Bu arada da en yakın arkadaşı olan Anh, Olive'in önceden çıktığı Jeremy'den hoşlanır ancak bunun Olive'i üzeceğini düşünerek bir türlü çocukla yakınlık kuramaz. Jeremy'i zaten sevmeyen Olive, Anh'i da buna inandırmak için bir randevusu olduğunu söyler. Okul koridorunda giderken de Anh'in onu izlediğini gören Olive karşıdan gelen herhangi birine "Seni öpebilir miyim?" der ve adamın dudağına yapışır. Bir panikle adamı öpen ama öpücüğün getirdiği duyguya da şaşıran Olive'in öptüğü kişinin herkesin korktuğu, meşhur pislik olarak bilinen Prof. Dr. Adam Carlsen olması nasıl bir kaderdir.
Ona durumu açıklayan Olive sahte sevgili olma teklifinde bulunur, en azından iki arkadaşı kavuşana kadar ve Adam da bunu kendisinin de işle alakalı birkaç çıkarı doğrultusunda kabul eder.

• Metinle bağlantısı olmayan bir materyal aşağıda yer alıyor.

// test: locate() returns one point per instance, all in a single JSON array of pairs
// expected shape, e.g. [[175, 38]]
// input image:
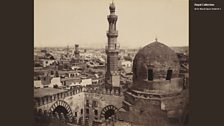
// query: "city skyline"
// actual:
[[60, 23]]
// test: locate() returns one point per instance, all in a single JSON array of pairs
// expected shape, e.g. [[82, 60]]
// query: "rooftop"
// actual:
[[41, 92]]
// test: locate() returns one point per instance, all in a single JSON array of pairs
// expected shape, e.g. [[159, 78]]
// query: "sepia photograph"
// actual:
[[111, 63]]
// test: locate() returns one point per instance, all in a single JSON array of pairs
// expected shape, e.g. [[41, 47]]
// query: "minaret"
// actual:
[[112, 50], [76, 52]]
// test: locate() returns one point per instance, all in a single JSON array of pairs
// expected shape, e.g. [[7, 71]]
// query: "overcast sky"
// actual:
[[84, 22]]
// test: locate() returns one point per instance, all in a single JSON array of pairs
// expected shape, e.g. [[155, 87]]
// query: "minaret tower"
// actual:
[[112, 50]]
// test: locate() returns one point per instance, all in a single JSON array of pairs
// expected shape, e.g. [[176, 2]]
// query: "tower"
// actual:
[[112, 50], [76, 52]]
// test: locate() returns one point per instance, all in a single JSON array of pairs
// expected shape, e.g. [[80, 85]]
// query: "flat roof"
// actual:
[[41, 92]]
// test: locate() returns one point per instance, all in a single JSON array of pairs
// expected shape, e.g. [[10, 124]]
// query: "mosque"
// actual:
[[158, 95]]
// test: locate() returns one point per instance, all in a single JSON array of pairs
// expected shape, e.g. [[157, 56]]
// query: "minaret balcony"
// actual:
[[112, 48]]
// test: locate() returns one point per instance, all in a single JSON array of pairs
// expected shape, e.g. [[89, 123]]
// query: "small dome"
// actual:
[[155, 58]]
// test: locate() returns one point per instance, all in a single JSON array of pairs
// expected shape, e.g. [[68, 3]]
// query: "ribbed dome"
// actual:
[[157, 57]]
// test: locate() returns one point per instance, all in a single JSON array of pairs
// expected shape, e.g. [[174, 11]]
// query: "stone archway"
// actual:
[[108, 111], [61, 106]]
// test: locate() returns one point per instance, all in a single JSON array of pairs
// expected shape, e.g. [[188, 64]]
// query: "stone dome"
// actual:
[[153, 62]]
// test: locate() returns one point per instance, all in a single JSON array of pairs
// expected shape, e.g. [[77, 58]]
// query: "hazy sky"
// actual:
[[84, 22]]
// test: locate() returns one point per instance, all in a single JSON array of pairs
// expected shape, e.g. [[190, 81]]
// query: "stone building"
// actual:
[[157, 96]]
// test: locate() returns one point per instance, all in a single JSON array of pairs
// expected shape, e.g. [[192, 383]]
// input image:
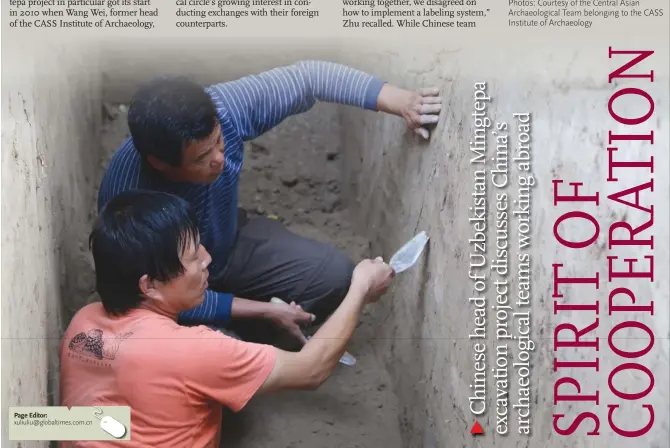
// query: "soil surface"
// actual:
[[294, 175]]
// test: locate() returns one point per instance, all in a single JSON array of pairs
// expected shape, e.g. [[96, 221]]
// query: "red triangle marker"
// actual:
[[476, 429]]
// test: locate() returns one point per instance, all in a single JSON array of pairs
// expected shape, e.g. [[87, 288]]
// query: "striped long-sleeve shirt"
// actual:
[[246, 108]]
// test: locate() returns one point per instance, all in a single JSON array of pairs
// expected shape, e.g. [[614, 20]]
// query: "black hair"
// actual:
[[168, 113], [139, 232]]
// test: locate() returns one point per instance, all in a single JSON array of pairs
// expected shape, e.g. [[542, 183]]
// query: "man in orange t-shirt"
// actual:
[[129, 350]]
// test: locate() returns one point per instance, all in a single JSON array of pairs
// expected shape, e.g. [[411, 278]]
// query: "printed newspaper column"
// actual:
[[522, 315], [499, 176], [477, 270]]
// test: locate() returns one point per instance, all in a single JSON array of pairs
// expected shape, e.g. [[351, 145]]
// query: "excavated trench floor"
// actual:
[[294, 174]]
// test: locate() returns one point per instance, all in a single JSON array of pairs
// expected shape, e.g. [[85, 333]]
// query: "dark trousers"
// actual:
[[270, 261]]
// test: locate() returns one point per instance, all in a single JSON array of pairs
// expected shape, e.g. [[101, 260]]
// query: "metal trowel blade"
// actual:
[[409, 253]]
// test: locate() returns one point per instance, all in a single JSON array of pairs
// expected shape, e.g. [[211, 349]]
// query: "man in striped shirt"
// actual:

Ancak bu sahte sevgili olma durumları çok farklı şekilde ilerlemeye başlayınca birbirlerini aslında ne zamandan beri etkilediklerini fark etmeye başlarlar.
Akademik dünyanın zorluğu, hissedilen duygular, güzel arkadaşlıklar ve hayatın gerçekleriyle dolu dopdolu bir kitap ben çok beğendim, kesinlikle tavsiyedir.